Logical Clocks for Ordering

// Server-side: assign monotonic IDs per channel
class MessageOrderer {
  private redis: Redis;

  async assignId(channelId: string): Promise<string> {
    // Atomic increment — guaranteed unique and ordered per channel
    const seq = await this.redis.incr(`seq:${channelId}`);
    // Combine with timestamp for global rough ordering
    const ts = Date.now();
    return `${ts}-${seq}`;
  }
}

// Client-side: reorder buffer
class OrderedMessageBuffer {
  private buffer: Map<string, any> = new Map();
  private lastSeq = 0;

  receive(message: any): any[] {
    const seq = parseInt(message.id.split('-')[1]);
    this.buffer.set(message.id, message);

    // Flush consecutive messages
    const flushed: any[] = [];
    while (this.buffer.has(this.nextExpectedId())) {
      const id = this.nextExpectedId();
      flushed.push(this.buffer.get(id));
      this.buffer.delete(id);
      this.lastSeq++;
    }

    return flushed;
  }

  private nextExpectedId(): string {
    // Simplified — in practice, match the full ID format
    return `*-${this.lastSeq + 1}`;
  }
}

Scaling Milestones: What Breaks When

Here’s what I’ve seen break at each order of magnitude:

10K connections
├── Single server, no pub/sub needed
├── In-memory connection map
└── Problem: nothing yet

100K connections
├── Multiple server nodes required
├── Need pub/sub backbone (Redis)
├── Need sticky sessions or connection registry
└── Problem: Redis pub/sub memory under fan-out spikes

500K connections
├── Redis Streams > Redis Pub/Sub
├── Fan-out batching critical
├── Need presence service (separate from main DB)
└── Problem: Thundering herd on reconnect after deploy

1M+ connections
├── Multiple pub/sub shards
├── Hybrid fan-out (write for small, read for large)
├── Connection-level backpressure mandatory
├── Need message catch-up service
└── Problem: Operating system file descriptor limits,
    TCP port exhaustion, GC pauses

OS-Level Tuning for High Connection Counts

# /etc/sysctl.conf — for servers handling 100K+ connections

# Increase max file descriptors
fs.file-max = 2097152

# Increase socket buffer sizes
net.core.somaxconn = 65535
net.core.netdev_max_backlog = 65535

# Increase ephemeral port range
net.ipv4.ip_local_port_range = 1024 65535

# Reuse TIME_WAIT sockets
net.ipv4.tcp_tw_reuse = 1

# Faster TCP keepalive detection
net.ipv4.tcp_keepalive_time = 60
net.ipv4.tcp_keepalive_intvl = 10
net.ipv4.tcp_keepalive_probes = 6
# Per-process limits — /etc/security/limits.conf
*    soft    nofile    1048576
*    hard    nofile    1048576

Putting It All Together: The Decision Framework

Question Answer Pattern
Client sends data too?
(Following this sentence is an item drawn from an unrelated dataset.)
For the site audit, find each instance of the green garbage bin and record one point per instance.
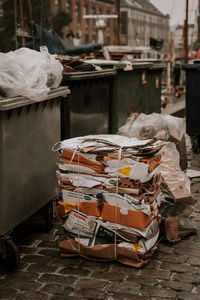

Yes WebSocket
Server push only? Yes SSE
< 50K connections? Single server In-memory connection map
50K-500K connections? Multi-server Redis Pub/Sub backbone
> 500K connections? Large scale Redis Streams + sharded pub/sub
Small groups (< 1K)? Fan-out on write Push to each member
Large channels (> 1K)? Fan-out on read Store + notify, client fetches
Need “who’s online”? Presence Redis Sorted Set + heartbeat
Slow clients? Backpressure Per-connection buffer + drop policy
Messages must be ordered? Ordering Channel-level sequence numbers
Clients reconnect often? Catch-up Message store + Last-Event-ID

The Golden Rule

Real-time at scale is not about picking the fastest transport — it’s about handling the fan-out multiplication gracefully. One event becoming 100,000 pushes is where systems buckle. Batch your fan-out, apply backpressure at every layer, and always have a catch-up path for clients that miss messages. The WebSocket connection is the easy part. The pub/sub fan-out is where you’ll spend 80% of your engineering time.